明らかに隠しきれていなかった私の状態には流石にゆんゆんも気が付いた。もちろんそれはミツルギさんも一緒だった。

 

「…今…君は響夜先輩と…そう言わなかったか?どうして僕のことを?」

 

「ど、どうしたんですか?その、貴方は魔剣の勇者さんなんですよね?でしたら、その、この国では有名ですし、知っていてもおかしくはないと…」

 

「…いや、そういうことじゃなくて……話してる場合でもないか。こうしてる間にもミノタウロスは村を襲撃しているだろう。どうか君達の力を貸してほしい、レベルについては気にしないでくれ、ギルド側が何か言うなら僕が説得するさ。君達の防衛戦での活躍は僕も遠巻きながら見させてもらった、だからこそお願いしたいんだ」

 

「も、もちろんです!アリス、本当に大丈夫?」

 

…私は少しだけ間を空けて、大きく呼吸をして、息を整えた。…そうだ、今はこんな事を考えている場合じゃない。村が襲われているのだから。

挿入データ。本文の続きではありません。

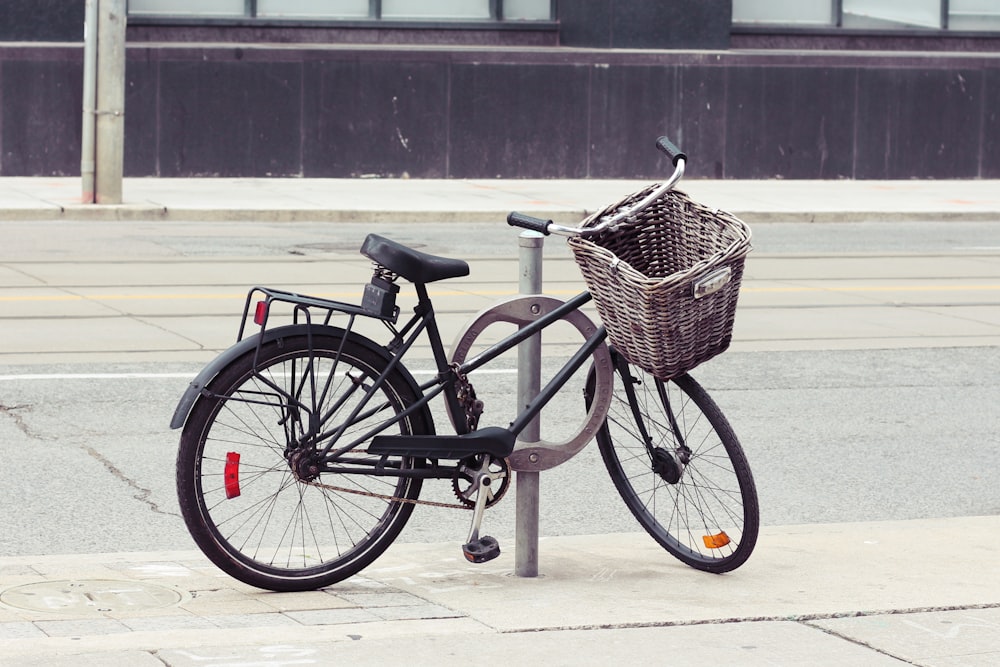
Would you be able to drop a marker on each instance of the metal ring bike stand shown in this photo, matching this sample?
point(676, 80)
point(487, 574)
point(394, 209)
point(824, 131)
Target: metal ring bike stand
point(532, 454)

私はふと落ち着いたそぶりを見せるとそのまま首を縦に振った。

 

「…心配だが今は時間が惜しい、【蒼の賢者】の力、当てにさせてもらうよ」

 

普段なら異名に嫌悪感を持ったりする私だけど今はそんな状態ではなかった。彼の声が聞こえる度に心臓が押し潰されてるような錯覚を覚えた。彼は私に気が付いていない。落ち着こう…、今の私はアリスなんだ。

 

有栖川梨花ではないのだから…

 

 

 

 

━━━━━━━━━━━━━━━

 

 

 

ゆんゆんのテレポートで村から1番近いと思われる場所にとんだ。運が良かった。最近そこで依頼をこなしていてゆんゆんはテレポート登録したままだったのだから。村とは目と鼻の先。そしてその村からはもくもくと煙があがっているのが見えた。

 

「ありがとう…さあ、行こうか…手遅れにならなければいいけど…」

 

ミツルギは腰に携えていた魔剣グラムを抜いて村へと駆ける、その走りからは早く助けたいという気持ちが伝わるようだ。ゆんゆんもまた、そんな彼の後に続くように走り…ふと違和感を感じて後ろを振り返る。

 

「アリス?…アリス!?」

 

ゆんゆんの呼ぶ声に私は俯いていた頭をハッとしてあげた。色々と考えているうちにテレポートで飛ばされていたことにも気が付いていなかった。

 

「本当に大丈夫なの…?今のアリス…全然大丈夫そうに見えないわよ…?」

 

切り替えないと。心からそう思った。今はそれどころじゃない、罪の無い村の人達が襲われているのだから…助けないと。私はゆんゆんに謝罪すると同時に大分離されてしまったミツルギの後を追う。それを見たゆんゆんは未だに私の事を心配するように見たままそれに続いた。

 

 

 

……

 

 

 

結果として、ミノタウロスは7割ほどがミツルギさんが倒してしまった。

 

ゆんゆんは残りの3割。私はといえば精々序盤の支援魔法と軽傷を負った2人にヒールをしたくらい。

 

村は救われたし、ミツルギさんも私に何か言うことはなかった。

 

ただゆんゆんは私の事を事ある度に心配そうに見ていた。

 

 

この依頼を終えて王都の冒険者ギルドに帰り、報告した際に私は大したことはできなかったから、と報酬の受け取りを拒否し、静かにゆんゆんを置いて冒険者ギルドから逃げるように出ていった。

 

「アリス!?」

 

ゆんゆんの叫ぶような呼び声が聞こえたけど、今の私にはゆんゆんに合わせる顔がなかった。もちろん、その横で動揺するミツルギさんにも…。

 

……

 

 

 

 

……私は結局、まだ有栖川梨花でもあるらしい。